I didn't much care, as long as the military-ours or anyone else's-didn't get hold of them. Or the CIA. Or anyone else who would use them to kill.
"We're going to be married, of course, aren't we, Robby?"
Suddenly I felt light-headed, short of breath. "Say what?"
"You heard me. I just offered you a proposal of marriage."
"No, Harper, we're not going to be married."
"I'm serious, Robby. I love you, and I know you love me."
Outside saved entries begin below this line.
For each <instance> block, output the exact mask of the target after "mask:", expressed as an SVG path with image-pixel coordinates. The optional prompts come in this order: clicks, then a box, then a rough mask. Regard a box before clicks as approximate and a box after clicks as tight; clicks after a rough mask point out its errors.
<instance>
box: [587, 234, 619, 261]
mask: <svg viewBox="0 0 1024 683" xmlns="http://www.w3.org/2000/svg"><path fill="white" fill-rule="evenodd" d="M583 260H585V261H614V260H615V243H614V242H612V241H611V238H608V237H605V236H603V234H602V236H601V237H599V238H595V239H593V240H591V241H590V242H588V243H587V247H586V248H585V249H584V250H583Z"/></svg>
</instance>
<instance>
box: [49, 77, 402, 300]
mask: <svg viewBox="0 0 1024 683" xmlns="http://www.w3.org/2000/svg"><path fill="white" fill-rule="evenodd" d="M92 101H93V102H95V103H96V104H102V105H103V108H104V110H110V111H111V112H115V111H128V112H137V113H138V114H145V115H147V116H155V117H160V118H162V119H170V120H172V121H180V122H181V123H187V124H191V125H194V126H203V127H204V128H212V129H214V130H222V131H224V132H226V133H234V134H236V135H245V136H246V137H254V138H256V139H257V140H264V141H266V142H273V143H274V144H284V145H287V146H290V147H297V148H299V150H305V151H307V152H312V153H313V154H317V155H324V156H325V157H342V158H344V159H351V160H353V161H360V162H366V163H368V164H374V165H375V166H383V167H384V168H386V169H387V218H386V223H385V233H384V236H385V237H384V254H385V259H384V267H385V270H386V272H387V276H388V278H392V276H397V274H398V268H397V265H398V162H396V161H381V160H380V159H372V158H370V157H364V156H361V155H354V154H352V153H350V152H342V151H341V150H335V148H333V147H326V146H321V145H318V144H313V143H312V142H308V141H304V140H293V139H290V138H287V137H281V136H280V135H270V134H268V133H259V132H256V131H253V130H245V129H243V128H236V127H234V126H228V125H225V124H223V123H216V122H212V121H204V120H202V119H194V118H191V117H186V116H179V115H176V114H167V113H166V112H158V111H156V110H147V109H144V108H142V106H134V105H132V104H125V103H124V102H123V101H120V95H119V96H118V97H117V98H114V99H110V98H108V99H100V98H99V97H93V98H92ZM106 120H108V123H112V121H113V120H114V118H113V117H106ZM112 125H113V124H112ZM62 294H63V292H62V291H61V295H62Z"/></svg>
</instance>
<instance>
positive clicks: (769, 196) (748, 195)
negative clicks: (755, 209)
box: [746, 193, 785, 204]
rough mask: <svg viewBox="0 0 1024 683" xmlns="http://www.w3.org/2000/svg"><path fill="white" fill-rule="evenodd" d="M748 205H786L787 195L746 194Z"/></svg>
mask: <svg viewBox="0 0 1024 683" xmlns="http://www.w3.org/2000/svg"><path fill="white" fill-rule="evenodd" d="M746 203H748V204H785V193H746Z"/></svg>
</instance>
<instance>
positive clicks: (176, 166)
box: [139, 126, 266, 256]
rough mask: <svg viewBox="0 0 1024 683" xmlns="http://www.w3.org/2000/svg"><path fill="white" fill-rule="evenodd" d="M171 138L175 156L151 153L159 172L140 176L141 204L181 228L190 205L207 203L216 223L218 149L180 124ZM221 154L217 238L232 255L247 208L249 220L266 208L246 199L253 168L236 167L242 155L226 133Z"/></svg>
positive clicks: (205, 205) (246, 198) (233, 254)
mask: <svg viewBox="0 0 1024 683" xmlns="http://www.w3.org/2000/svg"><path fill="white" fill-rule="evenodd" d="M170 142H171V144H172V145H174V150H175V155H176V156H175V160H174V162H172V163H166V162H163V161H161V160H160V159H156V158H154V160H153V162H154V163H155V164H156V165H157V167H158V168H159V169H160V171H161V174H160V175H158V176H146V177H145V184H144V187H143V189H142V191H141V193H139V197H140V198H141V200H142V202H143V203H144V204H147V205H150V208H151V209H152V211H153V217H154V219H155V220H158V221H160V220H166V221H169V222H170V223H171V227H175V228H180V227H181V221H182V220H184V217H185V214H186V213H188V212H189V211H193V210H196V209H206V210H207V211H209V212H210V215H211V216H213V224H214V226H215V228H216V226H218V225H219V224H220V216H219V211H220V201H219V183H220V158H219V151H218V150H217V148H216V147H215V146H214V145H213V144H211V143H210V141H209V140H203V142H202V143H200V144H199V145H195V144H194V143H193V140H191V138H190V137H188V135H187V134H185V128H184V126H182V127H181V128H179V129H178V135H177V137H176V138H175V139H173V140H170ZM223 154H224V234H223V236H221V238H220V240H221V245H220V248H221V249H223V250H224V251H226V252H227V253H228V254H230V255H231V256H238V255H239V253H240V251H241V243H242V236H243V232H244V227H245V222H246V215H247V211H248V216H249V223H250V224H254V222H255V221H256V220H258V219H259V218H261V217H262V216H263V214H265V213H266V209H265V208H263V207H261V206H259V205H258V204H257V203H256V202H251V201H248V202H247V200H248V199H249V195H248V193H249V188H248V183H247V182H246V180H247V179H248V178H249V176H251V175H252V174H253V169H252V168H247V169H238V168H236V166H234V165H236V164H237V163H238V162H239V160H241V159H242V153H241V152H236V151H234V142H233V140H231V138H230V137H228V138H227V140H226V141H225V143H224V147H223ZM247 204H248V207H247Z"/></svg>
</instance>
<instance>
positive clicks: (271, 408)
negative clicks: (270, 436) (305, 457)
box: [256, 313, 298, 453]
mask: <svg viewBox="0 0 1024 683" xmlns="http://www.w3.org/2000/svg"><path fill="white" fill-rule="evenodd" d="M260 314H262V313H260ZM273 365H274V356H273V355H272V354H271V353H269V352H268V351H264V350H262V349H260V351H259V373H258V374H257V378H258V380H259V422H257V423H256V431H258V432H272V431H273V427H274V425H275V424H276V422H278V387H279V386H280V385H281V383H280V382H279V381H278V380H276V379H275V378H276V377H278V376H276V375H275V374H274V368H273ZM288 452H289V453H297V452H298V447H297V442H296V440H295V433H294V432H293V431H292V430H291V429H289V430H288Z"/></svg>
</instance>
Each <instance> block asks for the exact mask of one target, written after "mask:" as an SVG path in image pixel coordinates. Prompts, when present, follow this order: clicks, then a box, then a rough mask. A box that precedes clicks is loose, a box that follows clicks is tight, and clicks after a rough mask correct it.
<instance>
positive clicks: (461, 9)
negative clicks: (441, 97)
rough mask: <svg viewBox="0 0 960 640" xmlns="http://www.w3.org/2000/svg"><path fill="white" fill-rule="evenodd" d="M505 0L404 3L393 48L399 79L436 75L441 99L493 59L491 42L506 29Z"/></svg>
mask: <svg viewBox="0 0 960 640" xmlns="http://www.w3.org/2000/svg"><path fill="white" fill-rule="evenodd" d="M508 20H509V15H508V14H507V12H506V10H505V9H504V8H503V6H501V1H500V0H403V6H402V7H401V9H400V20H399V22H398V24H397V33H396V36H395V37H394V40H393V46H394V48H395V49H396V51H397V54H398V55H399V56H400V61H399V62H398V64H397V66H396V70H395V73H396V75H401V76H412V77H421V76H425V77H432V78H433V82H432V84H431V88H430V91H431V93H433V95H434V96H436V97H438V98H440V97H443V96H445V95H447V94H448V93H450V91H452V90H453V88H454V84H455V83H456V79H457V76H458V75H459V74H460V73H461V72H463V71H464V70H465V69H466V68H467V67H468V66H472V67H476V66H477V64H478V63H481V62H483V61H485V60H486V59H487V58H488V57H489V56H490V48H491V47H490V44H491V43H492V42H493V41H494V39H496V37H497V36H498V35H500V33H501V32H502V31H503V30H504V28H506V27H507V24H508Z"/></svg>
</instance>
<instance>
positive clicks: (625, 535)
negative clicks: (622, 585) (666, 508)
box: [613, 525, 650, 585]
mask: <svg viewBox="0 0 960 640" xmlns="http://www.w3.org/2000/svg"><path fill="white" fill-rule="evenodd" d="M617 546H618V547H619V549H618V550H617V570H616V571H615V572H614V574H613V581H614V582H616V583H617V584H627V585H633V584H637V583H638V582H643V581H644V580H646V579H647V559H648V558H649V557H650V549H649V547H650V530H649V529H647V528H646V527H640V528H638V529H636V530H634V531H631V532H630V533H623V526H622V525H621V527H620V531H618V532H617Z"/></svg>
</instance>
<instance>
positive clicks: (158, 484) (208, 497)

"I certainly do love you, Harper," I said, glancing around me at all the thousands of pairs of eyes following our progress. "But I can't marry you."
"Why not?"
"Wild things should stay wild."
"Are you talking about you or me?"
Suddenly I felt a lump in my throat. Not trusting myself to speak, I simply shook my head. I was, I realized, very happy- even if I couldn't marry Harper. She loved me, and I considered that a great gift.
Then Harper's arms tightened even more around my waist, and I could feel her lips against my right ear. She continued, "It's because you're a dwarf, isn't it?"
"Maybe," I said tightly, after a long pause.
"Oh, really, Robby," she said in an exasperated tone. "With all the remarkable things you've accomplished in your life, don't you think it's past time you stopped worrying about being a dwarf?"
"But I am a dwarf, Harper. It's not something you grow out of, if you'll pardon the expression."
"It's not what I meant, and you know it."
Suddenly I recalled the innumerable times Garth had joked- half seriously-about my constant need to overcompensate. He was right, of course. Certainly, if Robert Frederickson had not been born a dwarf, he would never have become Mongo the Magnificent. And the chances are that he would never have become a Ph.D. criminologist and college professor, earned a black belt in karate, or become a private investigator. Still, loving and being loved by a woman like Harper Rhys-Whitney in marriage was not an adventure I was ready for. I did not have the courage for that kind of undertaking and wondered if I ever would. But I did have the courage to give Harper-and myself- honesty.
"I'm afraid of you, Harper," I said evenly. "I'm more afraid of you than I ever was of Coyote and the other loboxes. A lobox might take my life, but you could take my soul. You wouldn't mean to, but it could happen. It would be something I might do to myself through insecurity and self-doubt. Precisely because you are so beautiful and so desirable, and because I love you so very much, I'm afraid of marrying you. It would make me even more vulnerable than I am. If I marry you, the first thought I'll have every morning when I wake up is that I'm a dwarf. I just don't have the courage it takes to accept love, Harper, and maybe I never will."
I thought-maybe hoped-she would argue with me. Instead, she squeezed me hard, said, "I think I understand."
"Thank you."
"Do you think that someday you might have the courage and good sense to make me happy by marrying me?"
"Maybe someday," I said carefully.
"So maybe I'll just hang around and wait. Hell, it's not much of a commute between Florida and New York, especially when you have your own plane, and I like the city almost as much as you do. Do you think you can handle it if we spend a lot of time together?"
I swallowed hard, managed to say, "That would … be just fine with me, Harper."
"Good," she said. Then she pulled my head back, leaned over my shoulder, and kissed me hard on the mouth. Mabel pivoted, and the crowd roared.